Carrie Stambaugh, Managing Editor


    I wasn’t born in eastern Kentucky. I moved here and made it my home.
    I first came as a young, 20-something because opportunity brought me here: a job, in my field.  I stayed because I thought the landscape was beautiful and the people opened their hearts to me immediately. I found compelling and passionate people with the most fascinating stories to tell here.
        Then, I fell in love with a mountain man and I knew I would never leave – I never want to leave. The hills are my home and the people are now my people.
     But opportunities can be few and far between in this region for professional growth. I admit I spent a few years bemoaning my perceived lack of prospects. From time to time I let my frustration tempt me to look elsewhere – and dream about life in another, bigger city where there are more ready-made career options. But I could never leave. So, I decided to stay and find a way to achieve what I wanted.
    And I have, through lots of encouragement and patience from loved ones, luck and that gift of gab that is both a blessing and a curse. I found opportunities when I looked hard enough and made many of my own – I found lots of people who understood and were willing to take a chance on me.
     Eventually I remembered what it is like to truly dream and to use good, old fashioned work and a little imagination to make it right here in eastern Kentucky. Life is good and I am full of hope for the future.
    My husband says I became a true Eastern Kentuckian in that I accepted what I didn’t have and then used what was around me to patch together something functional – it might not look pretty but it works.
    But I’m not special around here. Many of our most successful community and business leaders chose the “harder path” of staying because, like me, they didn’t want to leave. They wanted to share their ideas, their dreams, their vision of success, and their skills with the people right here that they love. So, they fought and sacrificed and invented to do it. And then, they looked around to see how they could help their neighbor do it, too.

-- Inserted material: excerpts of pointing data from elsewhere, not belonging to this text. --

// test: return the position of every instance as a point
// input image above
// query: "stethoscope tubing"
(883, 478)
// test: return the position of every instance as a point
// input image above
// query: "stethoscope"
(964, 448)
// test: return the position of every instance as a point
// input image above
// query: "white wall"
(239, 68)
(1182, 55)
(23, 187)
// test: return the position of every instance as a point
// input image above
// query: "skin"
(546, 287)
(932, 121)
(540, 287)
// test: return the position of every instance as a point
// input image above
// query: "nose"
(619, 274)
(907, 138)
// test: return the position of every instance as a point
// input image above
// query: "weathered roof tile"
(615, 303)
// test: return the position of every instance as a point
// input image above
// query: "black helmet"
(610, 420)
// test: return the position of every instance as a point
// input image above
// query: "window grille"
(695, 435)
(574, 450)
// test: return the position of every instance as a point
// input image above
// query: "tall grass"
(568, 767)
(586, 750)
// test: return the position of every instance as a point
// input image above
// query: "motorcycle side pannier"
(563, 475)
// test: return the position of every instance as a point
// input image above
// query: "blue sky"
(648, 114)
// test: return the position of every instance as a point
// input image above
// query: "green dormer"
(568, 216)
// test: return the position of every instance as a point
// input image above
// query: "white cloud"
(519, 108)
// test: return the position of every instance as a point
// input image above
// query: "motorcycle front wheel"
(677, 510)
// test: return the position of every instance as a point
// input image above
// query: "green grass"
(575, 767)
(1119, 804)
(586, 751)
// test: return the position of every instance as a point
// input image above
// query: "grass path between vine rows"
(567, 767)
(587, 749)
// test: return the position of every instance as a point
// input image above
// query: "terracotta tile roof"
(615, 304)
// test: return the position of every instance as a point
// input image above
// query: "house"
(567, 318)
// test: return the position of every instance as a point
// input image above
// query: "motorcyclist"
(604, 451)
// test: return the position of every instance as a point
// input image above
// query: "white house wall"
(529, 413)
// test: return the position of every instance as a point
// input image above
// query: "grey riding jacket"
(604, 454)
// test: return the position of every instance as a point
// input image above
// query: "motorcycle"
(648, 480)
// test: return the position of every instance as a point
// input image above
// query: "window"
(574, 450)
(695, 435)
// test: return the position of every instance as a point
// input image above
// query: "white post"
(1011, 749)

    That’s why I’m not surprised Braidy Industries chose our little corner of the world to change the rest of it. I have known for a long time that the people are special here – that the indefinable characteristic – that everyone recognizes in the exceptional but can’t put their finger on – exists in abundance here.  
    It’s embodied in the cheerleading empire that has spanned 27 years, which first caught Craig Bouchard’s curiosity. It’s the same gritty resourcefulness that drove the first pioneers here and allowed them to stay. And it is what will make Braidy succeed here like it wouldn’t have anywhere else in the world.
    I for one can’t wait to watch it happen.